Jeffe, ever the champion of "keep it moving" as demonstrated in the many novellas to her name, reminds us in her post that lush world-building is a luxury in which not every story should invest. If your setting is a common/recognizable environment, then a few sentences and you're done. Those sentences are dedicated more to establishing the atmosphere/mood than actual landscape.
However, as Lucy mentioned in her post yesterday, it is possible for setting be a character; especially in SF/F. As such, it merits turns through the footlights. Go ahead, paint the highlights and note the shadows. But don't spend too long on it or you'll distract the reader from the action going on in the spotlight.
What two cents do I have to add? Dear Readers, I still struggle with how and when to dole out the details of the foreign worlds so very vivid inside my head. I desperately want to share the mad genius in the construction of the streets, the decline of the water purification stations, the fluctuations of the treasury, and the cycle of crop rotations...
I have to rein in my enthusiasm; otherwise, my word stew is really a turducken and a food coma is imminent.
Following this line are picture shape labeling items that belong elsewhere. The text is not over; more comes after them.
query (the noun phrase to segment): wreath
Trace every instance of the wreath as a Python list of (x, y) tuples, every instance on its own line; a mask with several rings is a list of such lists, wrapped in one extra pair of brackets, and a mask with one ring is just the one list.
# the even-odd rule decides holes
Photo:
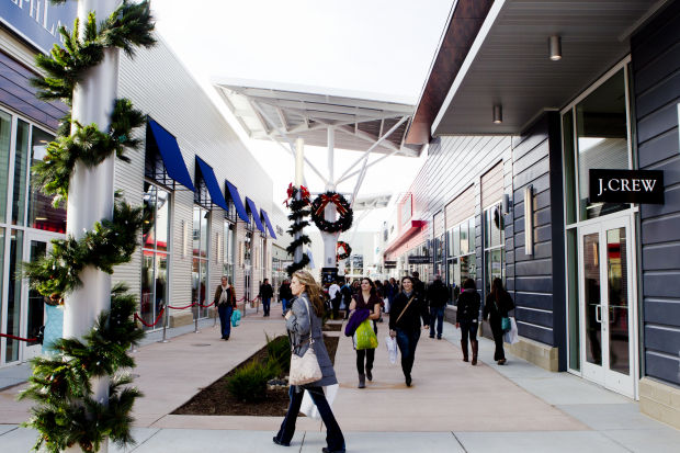
[(342, 249), (342, 253), (337, 254), (338, 261), (350, 258), (350, 254), (352, 253), (352, 248), (350, 247), (349, 244), (342, 240), (339, 240), (338, 246), (336, 246), (336, 250), (340, 251), (340, 249)]
[[(340, 218), (329, 222), (324, 218), (324, 209), (332, 203), (338, 208)], [(311, 219), (314, 224), (324, 233), (347, 231), (352, 226), (354, 214), (348, 201), (338, 192), (326, 192), (317, 196), (311, 202)]]

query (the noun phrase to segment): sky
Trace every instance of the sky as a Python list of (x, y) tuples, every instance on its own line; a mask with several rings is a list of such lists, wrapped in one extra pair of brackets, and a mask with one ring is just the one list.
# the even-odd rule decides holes
[[(212, 88), (219, 77), (267, 80), (375, 94), (416, 104), (446, 24), (453, 0), (152, 0), (156, 30), (214, 100), (285, 197), (294, 161), (271, 141), (251, 140)], [(337, 149), (336, 175), (360, 151)], [(327, 168), (325, 148), (306, 157)], [(377, 159), (375, 155), (371, 160)], [(359, 197), (408, 190), (420, 159), (390, 157), (369, 169)], [(313, 192), (321, 180), (305, 170)], [(355, 179), (338, 188), (352, 192)], [(394, 201), (393, 201), (394, 202)], [(367, 215), (360, 230), (377, 230), (394, 211)], [(358, 216), (355, 216), (356, 218)]]

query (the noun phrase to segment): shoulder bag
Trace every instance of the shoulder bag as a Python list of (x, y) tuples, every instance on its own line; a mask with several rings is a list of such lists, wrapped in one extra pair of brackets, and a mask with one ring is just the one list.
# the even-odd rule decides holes
[(291, 385), (305, 385), (319, 381), (324, 377), (319, 361), (314, 352), (314, 338), (311, 329), (311, 312), (309, 303), (306, 298), (303, 298), (307, 305), (307, 315), (309, 315), (309, 348), (305, 351), (301, 358), (295, 353), (295, 346), (291, 344), (291, 373), (288, 375), (288, 384)]

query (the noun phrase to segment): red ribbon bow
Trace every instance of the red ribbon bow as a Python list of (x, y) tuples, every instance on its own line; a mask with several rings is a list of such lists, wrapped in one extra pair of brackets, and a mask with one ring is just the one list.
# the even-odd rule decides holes
[(340, 203), (340, 194), (336, 193), (335, 195), (327, 195), (324, 193), (321, 194), (321, 204), (316, 209), (316, 215), (321, 216), (328, 203), (331, 203), (331, 202), (336, 205), (336, 207), (338, 208), (338, 213), (340, 215), (347, 214), (347, 208), (342, 206), (342, 203)]

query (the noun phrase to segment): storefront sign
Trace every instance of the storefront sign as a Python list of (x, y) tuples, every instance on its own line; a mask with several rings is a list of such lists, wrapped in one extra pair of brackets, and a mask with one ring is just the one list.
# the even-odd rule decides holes
[(664, 172), (590, 169), (590, 202), (664, 204)]
[(0, 0), (0, 21), (45, 54), (61, 45), (59, 27), (73, 26), (78, 2), (54, 5), (49, 0)]
[(428, 256), (415, 254), (412, 257), (408, 257), (408, 263), (409, 264), (431, 264), (432, 263), (432, 258), (430, 258)]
I mean, I have to cut way, way back. I'm one of those authors who has to heed the "use less than 10% of what you want to tell them and parse it out slowly" advice. My first drafts are inevitably too heavy on the details of the world. I edit my world-building by forcing myself to view everything through my protagonist's eyes and by answering the following questions:
Would she actually notice that? Why?
Non-natives to a land make note of the bigger picture in the beginning and pay attention to details when events force them to. Indigenous people notice change to their environment, and that change is a precursor to an event. It might seem a subtle difference between when/how details are revealed, but it's a difference that plays into the ever-important pacing of a scene and the story.
Dear Readers, do you have a method for policing your world-building? I'd love to learn how you balance your word stew!